Meditative methods based in “pure observation” can cultivate a certain kind of passivity, where the meditator detaches herself from her experiences: a habit of experiencing, without exercising deliberate control over what she experiences.
In some Buddhist traditions, varieties of mindfulness meditation are intended to produce a clear and immediate realization of the “First Noble Truth,” the claim that our conditioned existence is fundamentally characterized by suffering—a realization which is normally followed by a corresponding sense of dissatisfaction with ordinary life.
“Mind-emptying” varieties of meditation do just what it says on the tin!
Different Approaches, Different Results
This is by no means an exhaustive list—neither of the various types of meditation that are out there, nor of all the consequences that typically result from the ones I’ve listed. But it begins to illustrate a wider point. All of these have the general character of habituating our mind/consciousness in some way or other. But in doing so, each of them set up very different habits and pattens, and they may incline us to different metaphysics; that is, our understanding of the self (who/what we are, considered “in ourselves” alone and in relation to a wider world) and the understanding we have of that wider world itself, its structure, and its nature.

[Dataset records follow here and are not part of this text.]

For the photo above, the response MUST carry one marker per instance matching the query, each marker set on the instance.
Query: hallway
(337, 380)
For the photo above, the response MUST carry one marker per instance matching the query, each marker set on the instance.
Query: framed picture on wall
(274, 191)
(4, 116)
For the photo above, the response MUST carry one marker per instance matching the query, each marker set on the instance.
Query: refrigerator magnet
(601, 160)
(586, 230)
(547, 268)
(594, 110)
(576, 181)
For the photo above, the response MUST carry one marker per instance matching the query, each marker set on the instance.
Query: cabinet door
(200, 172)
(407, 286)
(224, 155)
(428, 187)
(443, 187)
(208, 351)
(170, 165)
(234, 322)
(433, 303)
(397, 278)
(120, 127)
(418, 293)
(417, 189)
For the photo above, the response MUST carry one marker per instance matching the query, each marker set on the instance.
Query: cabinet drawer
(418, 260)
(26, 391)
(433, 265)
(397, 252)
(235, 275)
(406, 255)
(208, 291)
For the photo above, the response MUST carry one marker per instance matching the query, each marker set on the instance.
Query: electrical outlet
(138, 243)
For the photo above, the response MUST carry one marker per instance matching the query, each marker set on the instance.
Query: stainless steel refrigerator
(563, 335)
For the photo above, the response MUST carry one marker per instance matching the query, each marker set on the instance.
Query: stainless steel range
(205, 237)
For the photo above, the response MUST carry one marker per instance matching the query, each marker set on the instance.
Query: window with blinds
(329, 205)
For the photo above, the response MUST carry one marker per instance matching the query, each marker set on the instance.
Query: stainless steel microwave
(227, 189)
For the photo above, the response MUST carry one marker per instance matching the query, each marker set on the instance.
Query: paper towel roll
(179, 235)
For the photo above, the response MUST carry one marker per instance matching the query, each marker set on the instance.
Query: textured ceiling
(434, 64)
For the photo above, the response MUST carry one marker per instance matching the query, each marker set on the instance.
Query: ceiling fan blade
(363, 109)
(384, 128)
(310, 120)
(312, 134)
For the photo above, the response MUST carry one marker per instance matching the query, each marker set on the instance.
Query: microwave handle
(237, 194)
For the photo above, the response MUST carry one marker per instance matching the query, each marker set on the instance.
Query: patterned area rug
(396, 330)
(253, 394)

In part, these results are “baked in” to the process. But in at least some cases (e.g., discursive meditation), it can also be the result of the specific subjects or themes that we choose for our meditations. Someone who regularly meditates on Epictetus may find himself becoming just a bit more Stoic in his approach to life, while meditation on the 211 propositions of Proclus’ Elements will understandably make a meditator much more inclined to see the world through the lens of Neoplatonic metaphysics. Diligent meditation on the mythic narratives of a particular religious or cultural tradition will likewise, in most cases, shift our own character and behavior ever so subtly in the direction of the heroic virtues embodied in those narratives. As the old saying has it, what you contemplate, you imitate.